21 thoughts on “How to regain Credibility”

  1. Thank you Bill for you insight and training on how to restore credibility. What I like most about the 6 A’s is that it is about you doing, not about pointing a finger at someone else and placing blame on them in attempt to save ones ego. I want to have a Growth Mindset and I want to develop the type of Credibility that is built on solid success principles. Thank you again and I will be sharing this email with many people today!

  2. If only more people would live by this, it would save a lot of time and money acrossed the world. I think admitting to an error is the best ways to gain respect from someone, because it is showing true integrity. Thanks Bill, I love truth! ——Kurt

  3. Bill,
    Great post, reminds me of the quote “people with integrity expect to be believed and when they are not, they let time prove them right” . Sometimes doing the right thing will cause others to try and damage our credibility.
    God Bless
    BP

  4. CREDIBILITY was an outstanding book full of great leadership nuggets..DWWSWWD (DO WHAT WE SAY WE WILL DO); in a credible community, dilemmas are resolved based on principles, not positions; on problems, not personalities; be servant leaders; and my favorite is this….leaders would do well to learn to LOVE struggles…for where there is tension, there is also energy. Where there is energy, there is also the possibility of movement. Where there is movement, there is the chance for progress…FORWARD MOVEMENT is the measure of leadership. agh….i am such a book nerd….thankful to LIFE for directing me to read the books needed to continue my journey of leadership…because in the end…leaders don’t decide who leads. Followers do. (as Orrin says…if you are leading and no one is following…you are just out for a walk) Thanks PC for the book recommendations!

  5. Wow! What a good look into accountability. So often In my line of work I run into this exact example given above, and I’m told to deal with it. This will definitely help overcome some blame shifting that usually occurs by all parties
    Thanks Bill

  6. Sadly in today’s world, whom ever you call to get a problem resolved, it’s usually with the same result…the blame goes from dept transfer to dept.transfer, no one wants to admit fault…Nice to belong to Life, where our leaders lead with integrity and set the best of example’s to those of us who look up to you…Wouldn’t it be a blessing some day to be associated with 1 million people who showed integrity, were honest, and yet could admit to their failings…great article, Thanks!

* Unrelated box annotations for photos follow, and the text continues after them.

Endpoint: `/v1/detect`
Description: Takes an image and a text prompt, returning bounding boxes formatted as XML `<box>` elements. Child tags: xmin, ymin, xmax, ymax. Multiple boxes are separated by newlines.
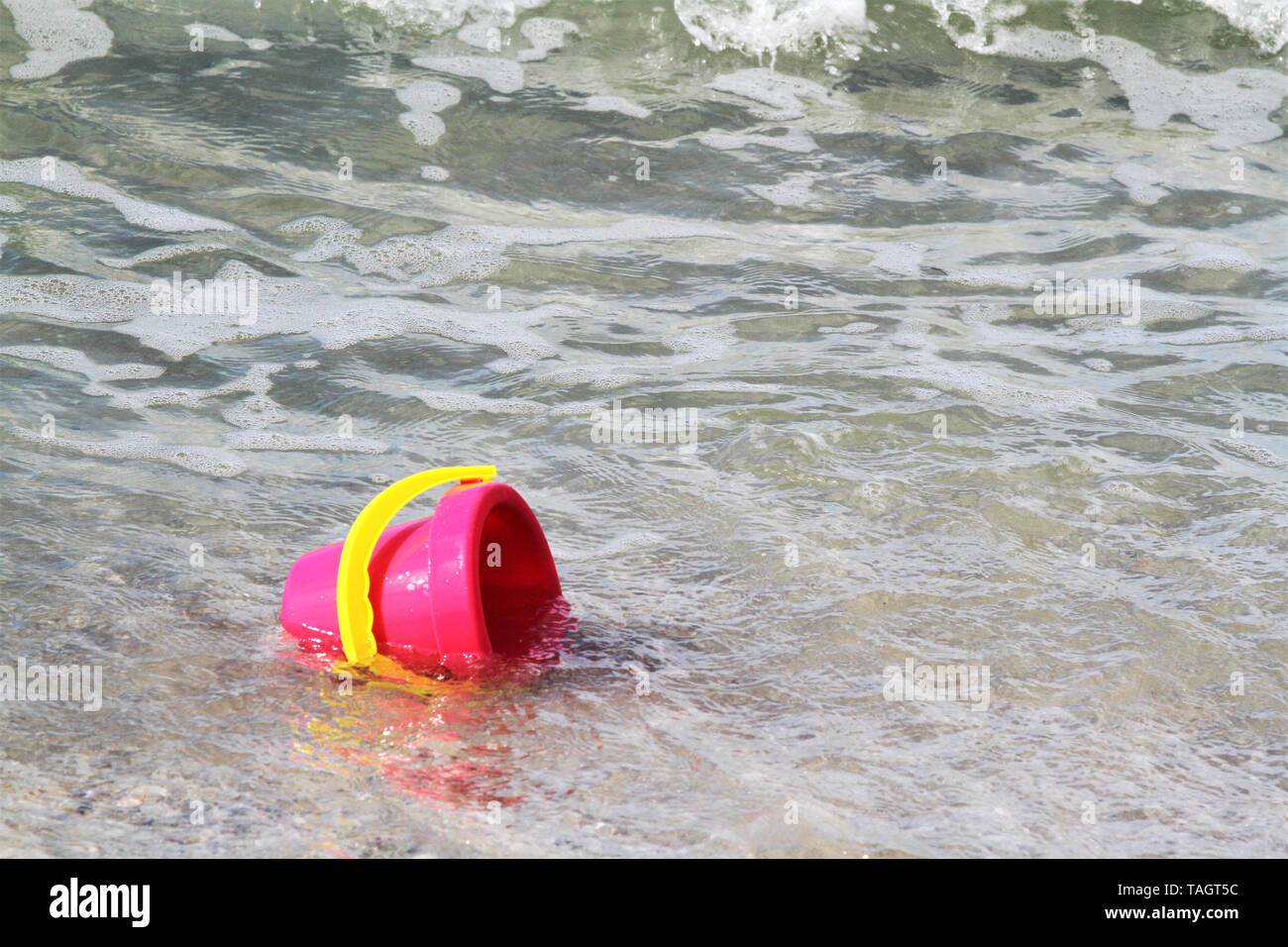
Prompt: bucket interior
<box><xmin>478</xmin><ymin>502</ymin><xmax>559</xmax><ymax>657</ymax></box>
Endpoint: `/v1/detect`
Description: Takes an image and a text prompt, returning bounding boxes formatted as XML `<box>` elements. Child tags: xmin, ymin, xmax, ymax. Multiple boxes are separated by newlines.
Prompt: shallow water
<box><xmin>0</xmin><ymin>0</ymin><xmax>1288</xmax><ymax>856</ymax></box>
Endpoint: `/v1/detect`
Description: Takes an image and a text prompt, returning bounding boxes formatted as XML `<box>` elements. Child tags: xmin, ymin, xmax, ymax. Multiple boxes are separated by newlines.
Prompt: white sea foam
<box><xmin>707</xmin><ymin>69</ymin><xmax>828</xmax><ymax>121</ymax></box>
<box><xmin>962</xmin><ymin>27</ymin><xmax>1288</xmax><ymax>149</ymax></box>
<box><xmin>515</xmin><ymin>17</ymin><xmax>577</xmax><ymax>61</ymax></box>
<box><xmin>224</xmin><ymin>430</ymin><xmax>389</xmax><ymax>454</ymax></box>
<box><xmin>698</xmin><ymin>129</ymin><xmax>818</xmax><ymax>155</ymax></box>
<box><xmin>10</xmin><ymin>427</ymin><xmax>246</xmax><ymax>476</ymax></box>
<box><xmin>3</xmin><ymin>0</ymin><xmax>112</xmax><ymax>78</ymax></box>
<box><xmin>1111</xmin><ymin>161</ymin><xmax>1167</xmax><ymax>206</ymax></box>
<box><xmin>0</xmin><ymin>158</ymin><xmax>233</xmax><ymax>232</ymax></box>
<box><xmin>674</xmin><ymin>0</ymin><xmax>867</xmax><ymax>55</ymax></box>
<box><xmin>581</xmin><ymin>95</ymin><xmax>652</xmax><ymax>119</ymax></box>
<box><xmin>412</xmin><ymin>55</ymin><xmax>523</xmax><ymax>95</ymax></box>
<box><xmin>394</xmin><ymin>78</ymin><xmax>461</xmax><ymax>147</ymax></box>
<box><xmin>184</xmin><ymin>23</ymin><xmax>273</xmax><ymax>53</ymax></box>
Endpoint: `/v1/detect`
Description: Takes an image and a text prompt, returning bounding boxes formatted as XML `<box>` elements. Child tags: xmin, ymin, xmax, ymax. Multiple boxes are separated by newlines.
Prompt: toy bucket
<box><xmin>282</xmin><ymin>468</ymin><xmax>564</xmax><ymax>677</ymax></box>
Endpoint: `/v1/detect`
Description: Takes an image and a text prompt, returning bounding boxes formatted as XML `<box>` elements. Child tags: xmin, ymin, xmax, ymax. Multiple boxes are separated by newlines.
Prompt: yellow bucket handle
<box><xmin>335</xmin><ymin>467</ymin><xmax>496</xmax><ymax>666</ymax></box>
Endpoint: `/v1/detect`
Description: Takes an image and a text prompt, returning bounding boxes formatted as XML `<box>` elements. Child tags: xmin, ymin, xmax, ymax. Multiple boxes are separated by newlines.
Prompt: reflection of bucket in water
<box><xmin>282</xmin><ymin>468</ymin><xmax>574</xmax><ymax>677</ymax></box>
<box><xmin>290</xmin><ymin>648</ymin><xmax>523</xmax><ymax>818</ymax></box>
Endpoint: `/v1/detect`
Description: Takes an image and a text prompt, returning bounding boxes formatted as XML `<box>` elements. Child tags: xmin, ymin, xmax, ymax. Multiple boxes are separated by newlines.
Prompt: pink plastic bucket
<box><xmin>282</xmin><ymin>480</ymin><xmax>567</xmax><ymax>677</ymax></box>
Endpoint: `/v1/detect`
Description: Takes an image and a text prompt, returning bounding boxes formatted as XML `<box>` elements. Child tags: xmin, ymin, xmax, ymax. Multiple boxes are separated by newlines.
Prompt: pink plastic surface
<box><xmin>282</xmin><ymin>480</ymin><xmax>567</xmax><ymax>676</ymax></box>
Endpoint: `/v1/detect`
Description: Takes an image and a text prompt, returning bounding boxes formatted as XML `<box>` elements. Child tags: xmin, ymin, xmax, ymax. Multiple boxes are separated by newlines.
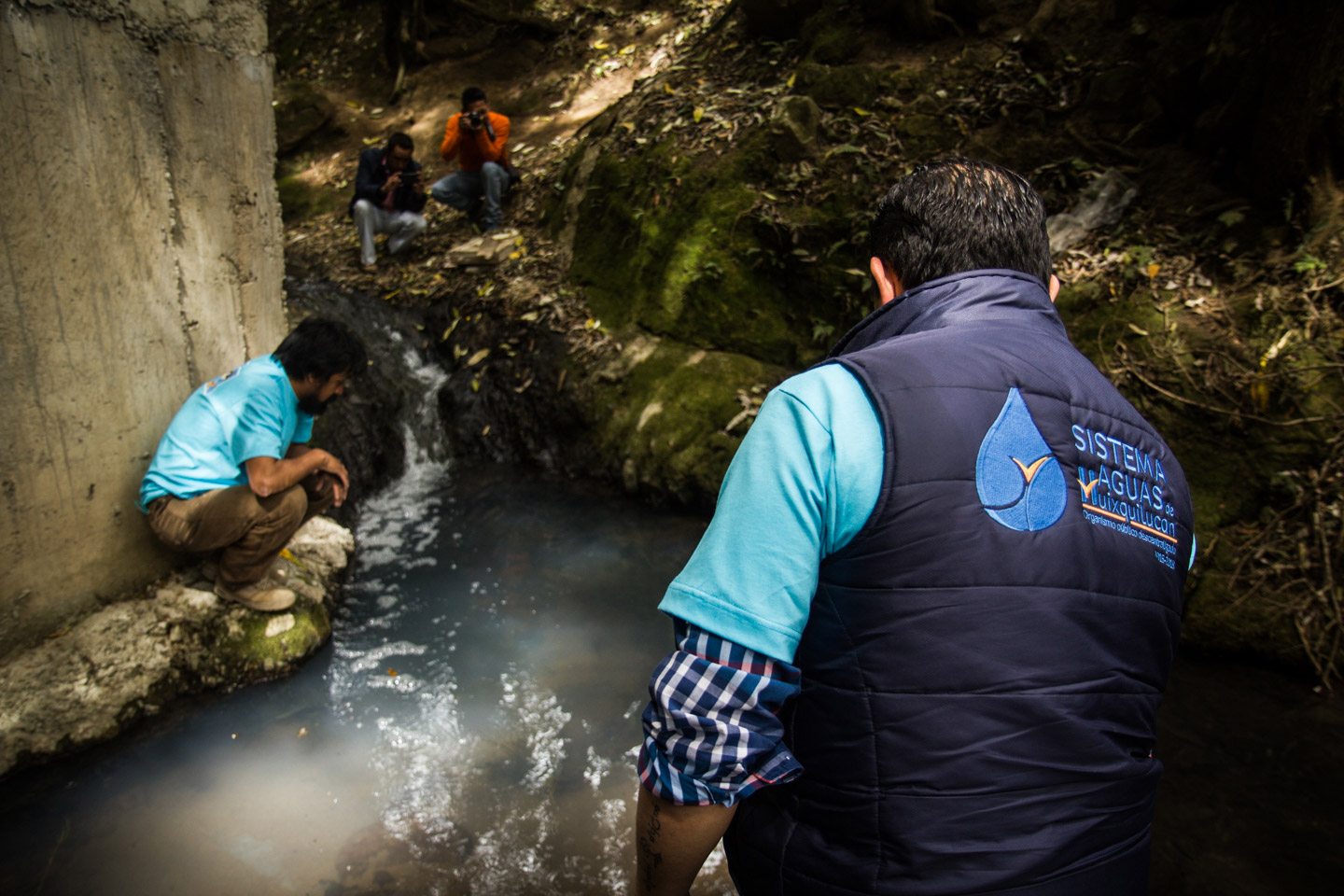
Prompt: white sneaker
<box><xmin>215</xmin><ymin>579</ymin><xmax>294</xmax><ymax>612</ymax></box>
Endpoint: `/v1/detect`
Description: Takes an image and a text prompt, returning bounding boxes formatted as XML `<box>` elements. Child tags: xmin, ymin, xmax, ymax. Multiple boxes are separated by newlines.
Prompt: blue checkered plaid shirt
<box><xmin>638</xmin><ymin>620</ymin><xmax>803</xmax><ymax>806</ymax></box>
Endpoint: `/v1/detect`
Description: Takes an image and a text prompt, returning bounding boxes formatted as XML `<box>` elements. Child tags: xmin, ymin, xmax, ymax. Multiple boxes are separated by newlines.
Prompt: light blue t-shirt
<box><xmin>140</xmin><ymin>355</ymin><xmax>314</xmax><ymax>511</ymax></box>
<box><xmin>659</xmin><ymin>364</ymin><xmax>883</xmax><ymax>663</ymax></box>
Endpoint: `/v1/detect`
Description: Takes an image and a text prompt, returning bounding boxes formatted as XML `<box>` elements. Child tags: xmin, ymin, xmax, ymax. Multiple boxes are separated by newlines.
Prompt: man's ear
<box><xmin>868</xmin><ymin>255</ymin><xmax>906</xmax><ymax>306</ymax></box>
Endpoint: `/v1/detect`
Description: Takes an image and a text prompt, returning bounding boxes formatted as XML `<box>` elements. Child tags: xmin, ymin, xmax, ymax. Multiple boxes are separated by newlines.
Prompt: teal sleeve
<box><xmin>659</xmin><ymin>364</ymin><xmax>883</xmax><ymax>663</ymax></box>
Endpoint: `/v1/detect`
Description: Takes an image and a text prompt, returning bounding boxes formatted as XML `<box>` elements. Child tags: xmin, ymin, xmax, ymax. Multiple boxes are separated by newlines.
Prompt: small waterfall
<box><xmin>343</xmin><ymin>328</ymin><xmax>449</xmax><ymax>575</ymax></box>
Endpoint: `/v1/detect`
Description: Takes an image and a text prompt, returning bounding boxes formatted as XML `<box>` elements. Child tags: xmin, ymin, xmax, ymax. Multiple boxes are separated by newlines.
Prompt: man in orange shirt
<box><xmin>430</xmin><ymin>88</ymin><xmax>513</xmax><ymax>232</ymax></box>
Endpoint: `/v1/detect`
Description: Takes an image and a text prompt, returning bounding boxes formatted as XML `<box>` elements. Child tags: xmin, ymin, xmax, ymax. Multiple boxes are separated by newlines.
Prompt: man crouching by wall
<box><xmin>140</xmin><ymin>317</ymin><xmax>369</xmax><ymax>611</ymax></box>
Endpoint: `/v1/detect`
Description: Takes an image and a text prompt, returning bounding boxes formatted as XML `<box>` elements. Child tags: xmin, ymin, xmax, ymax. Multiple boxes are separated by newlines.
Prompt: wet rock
<box><xmin>770</xmin><ymin>97</ymin><xmax>821</xmax><ymax>161</ymax></box>
<box><xmin>1045</xmin><ymin>168</ymin><xmax>1139</xmax><ymax>255</ymax></box>
<box><xmin>0</xmin><ymin>517</ymin><xmax>355</xmax><ymax>775</ymax></box>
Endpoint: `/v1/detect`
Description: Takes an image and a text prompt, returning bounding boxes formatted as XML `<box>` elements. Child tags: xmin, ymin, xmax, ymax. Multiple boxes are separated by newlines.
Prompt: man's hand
<box><xmin>630</xmin><ymin>787</ymin><xmax>738</xmax><ymax>896</ymax></box>
<box><xmin>314</xmin><ymin>449</ymin><xmax>349</xmax><ymax>507</ymax></box>
<box><xmin>244</xmin><ymin>446</ymin><xmax>349</xmax><ymax>507</ymax></box>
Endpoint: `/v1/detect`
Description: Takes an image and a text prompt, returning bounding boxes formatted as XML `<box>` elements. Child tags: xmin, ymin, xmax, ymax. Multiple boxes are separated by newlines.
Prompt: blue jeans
<box><xmin>428</xmin><ymin>161</ymin><xmax>510</xmax><ymax>230</ymax></box>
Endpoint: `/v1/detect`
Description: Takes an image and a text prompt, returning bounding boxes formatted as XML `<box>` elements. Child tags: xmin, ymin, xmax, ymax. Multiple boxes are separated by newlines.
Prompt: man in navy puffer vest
<box><xmin>633</xmin><ymin>160</ymin><xmax>1195</xmax><ymax>896</ymax></box>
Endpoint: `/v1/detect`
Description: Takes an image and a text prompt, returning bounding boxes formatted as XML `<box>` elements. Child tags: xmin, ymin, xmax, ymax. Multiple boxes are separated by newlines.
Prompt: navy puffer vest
<box><xmin>726</xmin><ymin>270</ymin><xmax>1192</xmax><ymax>896</ymax></box>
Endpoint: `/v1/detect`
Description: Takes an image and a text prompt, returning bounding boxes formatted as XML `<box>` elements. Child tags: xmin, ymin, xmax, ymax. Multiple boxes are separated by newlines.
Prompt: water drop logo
<box><xmin>975</xmin><ymin>388</ymin><xmax>1069</xmax><ymax>532</ymax></box>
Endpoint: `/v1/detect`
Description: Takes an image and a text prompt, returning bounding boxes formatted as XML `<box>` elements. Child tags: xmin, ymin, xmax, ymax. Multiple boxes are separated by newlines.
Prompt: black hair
<box><xmin>273</xmin><ymin>317</ymin><xmax>369</xmax><ymax>382</ymax></box>
<box><xmin>462</xmin><ymin>88</ymin><xmax>485</xmax><ymax>110</ymax></box>
<box><xmin>870</xmin><ymin>159</ymin><xmax>1053</xmax><ymax>288</ymax></box>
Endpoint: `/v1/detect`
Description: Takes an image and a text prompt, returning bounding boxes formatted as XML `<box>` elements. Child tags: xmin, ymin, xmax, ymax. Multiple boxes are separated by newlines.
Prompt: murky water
<box><xmin>0</xmin><ymin>462</ymin><xmax>736</xmax><ymax>896</ymax></box>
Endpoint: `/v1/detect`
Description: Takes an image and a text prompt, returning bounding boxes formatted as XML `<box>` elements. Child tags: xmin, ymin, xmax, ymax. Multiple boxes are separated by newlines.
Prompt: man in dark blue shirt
<box><xmin>630</xmin><ymin>159</ymin><xmax>1195</xmax><ymax>896</ymax></box>
<box><xmin>349</xmin><ymin>132</ymin><xmax>426</xmax><ymax>269</ymax></box>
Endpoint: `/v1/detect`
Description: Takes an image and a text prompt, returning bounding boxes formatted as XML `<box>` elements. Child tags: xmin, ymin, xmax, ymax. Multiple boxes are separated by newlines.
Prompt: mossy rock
<box><xmin>562</xmin><ymin>129</ymin><xmax>824</xmax><ymax>364</ymax></box>
<box><xmin>794</xmin><ymin>62</ymin><xmax>882</xmax><ymax>109</ymax></box>
<box><xmin>895</xmin><ymin>114</ymin><xmax>956</xmax><ymax>159</ymax></box>
<box><xmin>275</xmin><ymin>175</ymin><xmax>341</xmax><ymax>224</ymax></box>
<box><xmin>592</xmin><ymin>327</ymin><xmax>788</xmax><ymax>509</ymax></box>
<box><xmin>210</xmin><ymin>597</ymin><xmax>332</xmax><ymax>681</ymax></box>
<box><xmin>806</xmin><ymin>25</ymin><xmax>858</xmax><ymax>66</ymax></box>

  7. Great article. In the day to day work world it does not appear that accepting responsibility is recognized as the Noble thing to do because mistakes are not accepted. It is good to remind us right is right, regardless. Thanks again.

  8. Thanks Bill, “Credibility” was a great book! Your post was a good reminder. It is always difficult to admit when one is wrong but I have found that I sleep much better with a clear conscious!
    Steve

  9. Bill thank you for sharing! Great topic ….this is definately a necessity in todays world especially when we are running away from the herd!

    1. Charles,

      I was going to write you personally but decided to just write a blog on the situation. I appreciate that you were not rude in the manner that you asked me.

      Bill

  10. Good stuff Bill,

    You are so right Bill, I don’t understand why it is so hard to accept responsibility for a mistake. Even more so, I find myself having to re frame my thinking as soon as the thought of felling dejected begins to surface once a mistake is made. I am reading the book Confidence of a champion and I think it will complement what I have learned from this blog. Thanks Bill!